Lunfardo

 

Barrio Once en 1920

Bien que le terme soit dérivé de lombardo (lombard) qui a aussi le sens de voleur en dialecte romain, le lunfardo n'est pas l'argot des prisons comme on l'a longtemps cru. C'est simplement, mais amplement, le langage populaire de la capitale argentine, entre argot et registre familier.

Aujourd'hui utilisé en complément de l'espagnol standard, le lunfardo a longtemps été pour les poètes une manière de s'opposer au castillan pour exprimer la voix du peuple.

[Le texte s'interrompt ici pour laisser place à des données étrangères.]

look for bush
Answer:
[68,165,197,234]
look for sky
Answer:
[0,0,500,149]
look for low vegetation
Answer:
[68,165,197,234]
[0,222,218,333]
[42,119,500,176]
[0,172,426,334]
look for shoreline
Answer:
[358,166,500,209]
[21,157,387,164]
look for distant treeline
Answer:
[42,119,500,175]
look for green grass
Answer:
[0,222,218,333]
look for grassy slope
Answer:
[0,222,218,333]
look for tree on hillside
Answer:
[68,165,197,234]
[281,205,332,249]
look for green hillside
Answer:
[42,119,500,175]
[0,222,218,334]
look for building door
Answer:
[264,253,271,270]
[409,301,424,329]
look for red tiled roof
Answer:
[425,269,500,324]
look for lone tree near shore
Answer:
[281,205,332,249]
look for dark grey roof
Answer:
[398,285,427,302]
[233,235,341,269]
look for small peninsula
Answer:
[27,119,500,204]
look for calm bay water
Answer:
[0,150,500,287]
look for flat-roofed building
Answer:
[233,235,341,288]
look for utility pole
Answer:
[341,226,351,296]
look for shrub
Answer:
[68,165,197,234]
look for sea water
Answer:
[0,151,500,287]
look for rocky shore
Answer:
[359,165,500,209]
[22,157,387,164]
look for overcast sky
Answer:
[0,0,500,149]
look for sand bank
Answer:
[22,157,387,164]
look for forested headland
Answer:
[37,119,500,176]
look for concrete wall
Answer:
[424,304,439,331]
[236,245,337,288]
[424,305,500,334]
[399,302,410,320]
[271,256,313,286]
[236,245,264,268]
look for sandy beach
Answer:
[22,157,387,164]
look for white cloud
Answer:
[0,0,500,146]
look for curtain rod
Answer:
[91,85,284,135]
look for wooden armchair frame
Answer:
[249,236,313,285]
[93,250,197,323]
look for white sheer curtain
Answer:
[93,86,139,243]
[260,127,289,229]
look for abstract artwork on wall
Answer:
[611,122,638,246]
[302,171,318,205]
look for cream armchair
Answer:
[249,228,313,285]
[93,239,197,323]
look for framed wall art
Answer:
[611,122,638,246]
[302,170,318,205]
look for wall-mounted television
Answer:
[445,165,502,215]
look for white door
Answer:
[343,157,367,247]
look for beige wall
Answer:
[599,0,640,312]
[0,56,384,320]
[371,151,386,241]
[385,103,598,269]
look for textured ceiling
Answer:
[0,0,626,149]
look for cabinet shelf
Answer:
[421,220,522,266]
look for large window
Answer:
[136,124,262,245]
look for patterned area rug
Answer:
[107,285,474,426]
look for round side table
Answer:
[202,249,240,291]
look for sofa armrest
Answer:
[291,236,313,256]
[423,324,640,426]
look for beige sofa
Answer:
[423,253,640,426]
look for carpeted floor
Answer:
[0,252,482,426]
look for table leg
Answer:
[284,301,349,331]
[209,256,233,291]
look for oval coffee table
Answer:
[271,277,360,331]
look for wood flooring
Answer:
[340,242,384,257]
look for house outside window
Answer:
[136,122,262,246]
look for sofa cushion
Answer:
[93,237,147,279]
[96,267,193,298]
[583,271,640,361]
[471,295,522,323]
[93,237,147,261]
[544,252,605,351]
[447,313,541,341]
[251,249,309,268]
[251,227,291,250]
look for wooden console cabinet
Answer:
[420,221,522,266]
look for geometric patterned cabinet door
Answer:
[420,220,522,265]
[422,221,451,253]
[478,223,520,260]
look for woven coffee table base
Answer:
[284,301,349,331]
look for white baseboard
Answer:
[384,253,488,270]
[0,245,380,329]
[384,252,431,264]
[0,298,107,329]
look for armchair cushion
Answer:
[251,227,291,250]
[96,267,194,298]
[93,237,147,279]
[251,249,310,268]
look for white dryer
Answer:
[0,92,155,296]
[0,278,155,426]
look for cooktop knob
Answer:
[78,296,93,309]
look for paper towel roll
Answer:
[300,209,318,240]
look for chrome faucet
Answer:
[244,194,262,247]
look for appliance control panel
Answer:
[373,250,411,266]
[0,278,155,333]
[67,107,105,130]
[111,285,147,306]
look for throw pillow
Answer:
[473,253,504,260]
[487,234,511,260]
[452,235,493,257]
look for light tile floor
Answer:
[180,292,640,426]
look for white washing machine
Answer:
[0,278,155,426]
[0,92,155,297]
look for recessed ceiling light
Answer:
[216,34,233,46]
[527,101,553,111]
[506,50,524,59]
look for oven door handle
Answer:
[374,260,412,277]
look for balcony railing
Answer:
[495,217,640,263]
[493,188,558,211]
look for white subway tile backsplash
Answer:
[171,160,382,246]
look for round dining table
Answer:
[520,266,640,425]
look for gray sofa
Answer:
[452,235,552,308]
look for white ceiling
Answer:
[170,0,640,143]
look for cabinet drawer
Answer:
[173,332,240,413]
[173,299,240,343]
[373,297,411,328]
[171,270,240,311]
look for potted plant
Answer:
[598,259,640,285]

Les paroles de tango en sont le véhicule privilégié, notamment dans les années 1920 et 1930, ce qui leur vaut d'être censurées après le coup d'Etat de 1943. Pour pouvoir être diffusés ou joués en public, les tangos devaient être expurgés ou réécrits en « bon espagnol »

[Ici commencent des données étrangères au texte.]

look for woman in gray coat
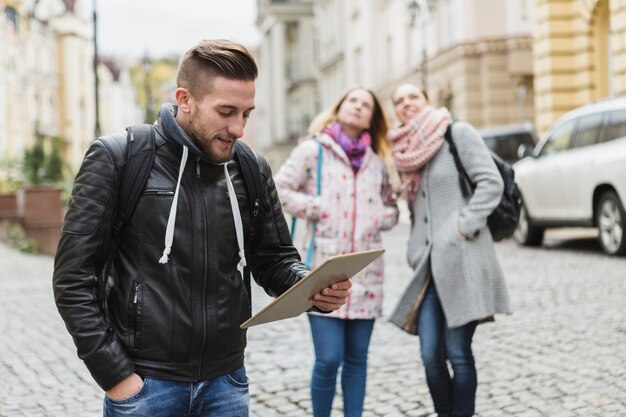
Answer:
[387,84,510,417]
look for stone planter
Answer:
[0,193,17,220]
[17,186,63,255]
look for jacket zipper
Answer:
[130,281,141,349]
[195,157,209,381]
[346,171,359,319]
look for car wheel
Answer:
[596,191,626,255]
[513,202,545,246]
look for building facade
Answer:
[0,0,142,176]
[533,0,626,132]
[252,0,319,165]
[256,0,535,166]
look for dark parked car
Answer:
[478,122,539,164]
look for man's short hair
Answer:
[176,39,259,97]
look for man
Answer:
[53,40,350,417]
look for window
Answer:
[4,6,20,32]
[600,110,626,142]
[570,113,604,148]
[539,119,576,156]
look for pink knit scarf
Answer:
[387,105,452,200]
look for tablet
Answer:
[241,249,385,329]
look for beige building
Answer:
[256,0,535,166]
[0,0,142,175]
[252,0,319,165]
[0,0,94,170]
[533,0,626,132]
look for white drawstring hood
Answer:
[159,146,189,264]
[224,162,247,273]
[159,146,247,273]
[158,103,246,266]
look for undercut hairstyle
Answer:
[176,39,259,97]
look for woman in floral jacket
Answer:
[275,87,398,417]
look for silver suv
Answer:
[514,97,626,255]
[478,122,539,164]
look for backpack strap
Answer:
[444,123,472,198]
[100,124,156,311]
[234,140,265,306]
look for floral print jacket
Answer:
[274,134,398,319]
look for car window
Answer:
[487,133,535,163]
[570,112,605,148]
[600,110,626,142]
[539,119,577,156]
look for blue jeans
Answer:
[418,282,478,417]
[309,314,374,417]
[103,366,250,417]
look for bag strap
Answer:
[234,140,265,306]
[100,124,156,311]
[444,123,472,198]
[291,136,324,268]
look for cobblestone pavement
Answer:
[0,224,626,417]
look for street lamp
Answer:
[141,52,154,124]
[408,0,437,91]
[93,0,100,137]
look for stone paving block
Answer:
[0,225,626,417]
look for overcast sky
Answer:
[88,0,260,58]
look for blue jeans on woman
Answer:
[418,281,478,417]
[309,314,374,417]
[103,366,250,417]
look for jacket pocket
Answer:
[128,281,143,350]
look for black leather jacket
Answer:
[53,123,308,390]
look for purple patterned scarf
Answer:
[322,122,372,172]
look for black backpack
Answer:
[99,124,263,311]
[445,123,522,242]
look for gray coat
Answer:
[390,122,511,334]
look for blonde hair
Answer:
[176,39,258,97]
[309,86,391,161]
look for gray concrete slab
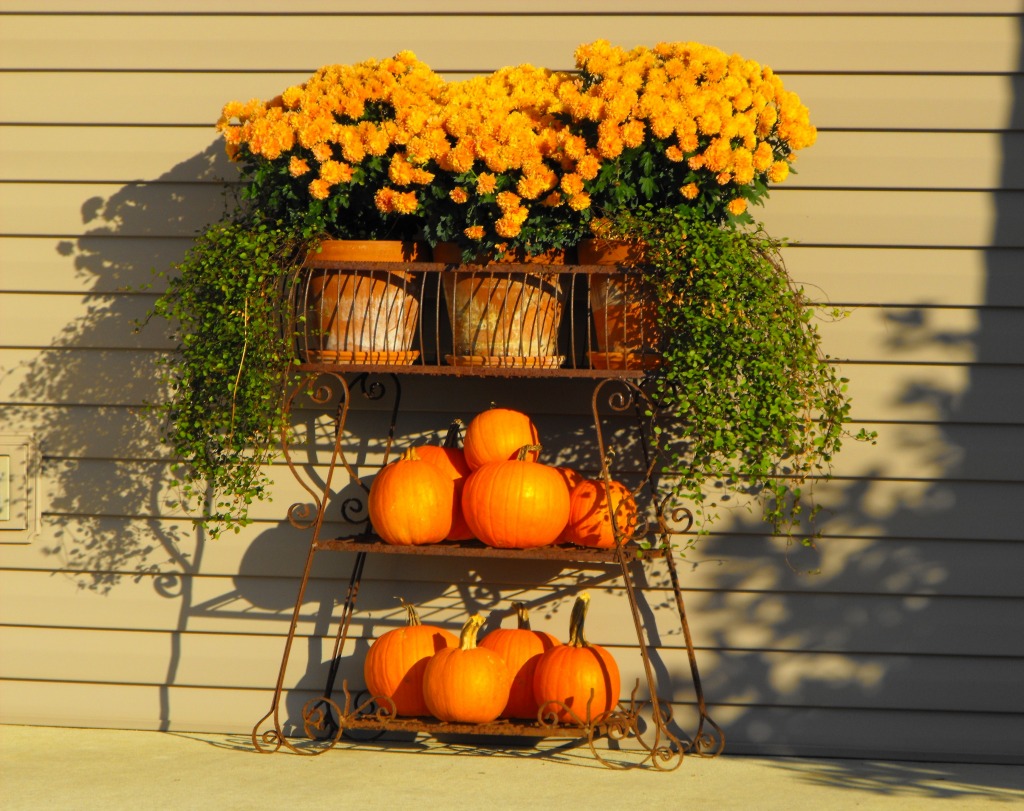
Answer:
[0,726,1024,811]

Carlos De La Pua (La Plata 1898-Buenos Aires 1950) est un journaliste, poète, scénariste et réalisateur, figure majeure de la bohème des années 20. Il fréquenta Borges, Roberto Artl, Carlos Gardel et le bandonéoniste Anibal Troilo.

En 1928, il publie son seul livre de poésie, La Crencha engrasada (qui pourrait se traduire par La Raie dans les cheveux gras) considéré comme l'oeuvre majeure de la poésie lunfardienne. C'est la face sombre de la ville, peuplée de pauvres et de délinquants.

BARRIO ONCE

Briseur de lanternes avec mon vieux lance-pierres,

j'avais deux ennemis : les flics et le garde.


Et les poches pleines de boulets et de miettes,

je remplissais toute la rue du choc des billes dégommées.

Ma petite bille de lait !... Où peux-tu bien être, mon amie ?

Et l'autre, de mille couleurs, toute cassée et sale !


Elles ont disparu avec les cinq noyaux d'abricot

du jeu d'osselets que j'adorais... Vivent les osselets !

Qu'est-ce qu'on a pu y jouer avec le Nègre et le Basque

et avec Casimba, le fils de l'arnaqueuse.


Quartier chéri, où je gribouillais à la craie

avec un morceau piqué à l'école : J'aime Adelita !

A bas les idiots ! Zut au coup d'Etat !

Celui qui lit ça est un... Toto drague Lita.


Quartier chéri, où j'ai fini par abandonner

mon palet bien-aimé, un symbole de mes dix ans

aujourd'hui – alors que je me débrouille dans la loterie de la vie-

ton souvenir me vivifie comme un poème sensible.


Ton souvenir est un goal qui me donne la victoire...

Parce que j'ai beaucoup joué, je vois clair dans la vie...

Quartier chéri, toute mon histoire passe par tes rues.

C'est un cache-cache et une partie de saute-mouton.